It's incredible to think that it was quite challenging to create a small website just a decade and a half ago. Even more, if you wanted an e-commerce platform, you had to set aside time and plenty of resources for development!
Fast forward to today, and we can put together a WordPress website in a matter of minutes. Sure, you'll have to populate the pages with your own content, but you can choose from thousands of pre-designed themes that only take a few minutes to shape your site.
You may have to struggle a bit more with an e-commerce website, but plugins, themes, and widgets make everything easy. In fact, in our day, you don't need to know one line of code, and you can still put together a functional, good-looking website. Pretty amazing, right?
But there's a catch. While the technology is so smooth that even a 10-year old can make a website, it takes a lot of effort to make it attractive for the target audience and profitable. And this is where the customer-centric approach chimes in.
In plain terms, it's a website that considers the customers' experience and preferences first and foremost. Most entrepreneurs make the mistake of building their website around their product or service, creating an online environment they envisioned. By default, this way of thinking removes the possible customers out of the equation.
As a result, a website can still lose customers even though it looks good and produces good-quality content.
To prove this, joint research done by Huff Industrial Marketing, KoMarketing, and BuyerZone showed that about 46% of users leave a page because they don't understand the message (what they do or why). On the other hand, 44% of users go because they can find what they're looking for or don't understand how to navigate the site.
So, before you even consider designing a website, you first need to know your audience. Who will benefit from visiting your pages, and why?
Ok, I have to build my site around my target audience - but how? A custom-centric website is focused on the needs, wants, and limitations of the target audience, creating a flawless experience when they visit. Here are a few elements that will help:
The first hurdle (and probably the most difficult to pass) is your own idea of how the website should look. It's about giving up on what you (the business owner or product developer) consider attractive and creating a design that solves your customers' problems.

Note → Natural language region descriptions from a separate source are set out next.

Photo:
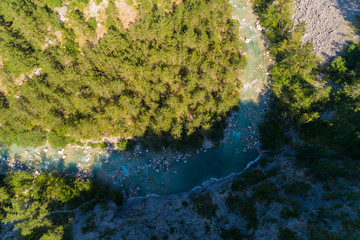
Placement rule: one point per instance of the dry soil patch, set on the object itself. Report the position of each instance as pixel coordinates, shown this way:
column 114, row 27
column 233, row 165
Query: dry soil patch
column 328, row 24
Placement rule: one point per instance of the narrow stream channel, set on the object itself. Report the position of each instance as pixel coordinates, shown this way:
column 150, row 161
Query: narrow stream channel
column 141, row 171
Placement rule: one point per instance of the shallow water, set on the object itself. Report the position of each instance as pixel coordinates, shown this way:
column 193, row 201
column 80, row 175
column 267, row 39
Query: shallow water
column 142, row 171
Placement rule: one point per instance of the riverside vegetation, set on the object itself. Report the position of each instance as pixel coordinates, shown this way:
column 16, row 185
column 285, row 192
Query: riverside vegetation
column 312, row 187
column 173, row 70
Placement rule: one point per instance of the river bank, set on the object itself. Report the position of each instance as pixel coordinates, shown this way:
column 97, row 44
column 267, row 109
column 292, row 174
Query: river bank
column 143, row 171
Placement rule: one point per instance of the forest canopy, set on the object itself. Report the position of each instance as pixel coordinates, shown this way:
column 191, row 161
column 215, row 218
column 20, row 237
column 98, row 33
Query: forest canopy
column 89, row 69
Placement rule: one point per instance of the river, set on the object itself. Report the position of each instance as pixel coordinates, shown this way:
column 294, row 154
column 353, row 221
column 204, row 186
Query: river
column 142, row 171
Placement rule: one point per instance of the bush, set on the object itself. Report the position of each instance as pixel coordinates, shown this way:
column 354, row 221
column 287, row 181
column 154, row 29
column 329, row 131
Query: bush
column 126, row 145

To understand what your customers want, you need to identify patterns and behaviours by analyzing data, running various surveys, and observing the competition.
Let's take Amazon as an example.
They continuously work on removing clutter from their pages and providing users with a clear and easy to navigate interface.

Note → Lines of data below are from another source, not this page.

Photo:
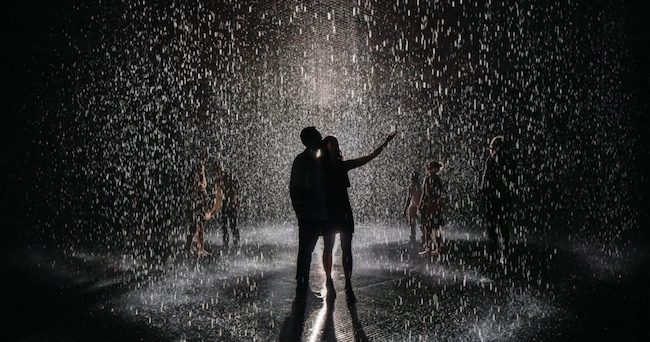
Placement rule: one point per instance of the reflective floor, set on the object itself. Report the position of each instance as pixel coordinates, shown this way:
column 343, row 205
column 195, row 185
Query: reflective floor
column 544, row 290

Everything is out in the open and easy to find (product reviews, details, price, shipping, and so on).
Most UX design tutorials will speak about the optimal user experience designers create through elegant and appealing design.
You'll learn about the importance of colors and visual elements placement, how to create a smooth navigation system, and more. While all these are important, it all starts with the speed with which a customer can identify what they want on your website.

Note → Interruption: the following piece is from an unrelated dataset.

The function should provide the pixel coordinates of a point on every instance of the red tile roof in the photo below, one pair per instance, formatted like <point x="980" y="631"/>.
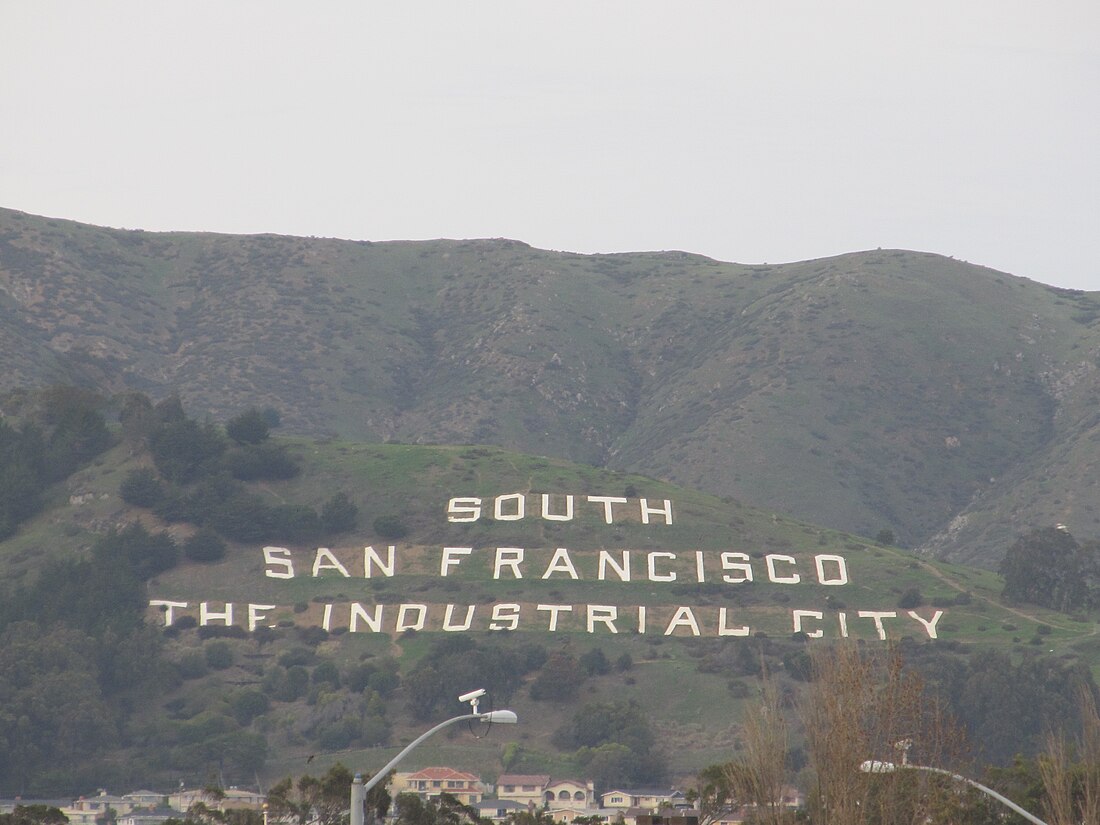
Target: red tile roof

Keep in mind: It takes a user less than 15 seconds to decide if a page is worth their attention. And when they leave, they go to the competition!
We talked about identifying the behaviour patterns that matter and about improving the efficiency of a website. But for who are you doing all these?
It would help if you built a buyer persona, which is the profile of your ideal customer. Using quality data collected from existent customers, competitors, and other reliable sources, you need to understand who your target audience is. This implies knowing their age group, social status, gender, occupation, motivational factors, goals, aspirations, favourite online channels and platforms, and more.
This type of analysis will tell you how to create a customer-centric website and remove most of the equation's guesswork.
A great example of a customer-centric design that takes profiles extremely seriously is LinkedIn. They used this profiling to add new and attractive features targeted at professionals from all over the world. And their efforts proved fruitful since LinkedIn is now one of the essential networking platforms in the world.
In conclusion, it's crucial to understand why your target audience comes to your site. Once you have this information, it will be easier to create a modern, mobile-friendly (also significant) page that brings high-quality leads.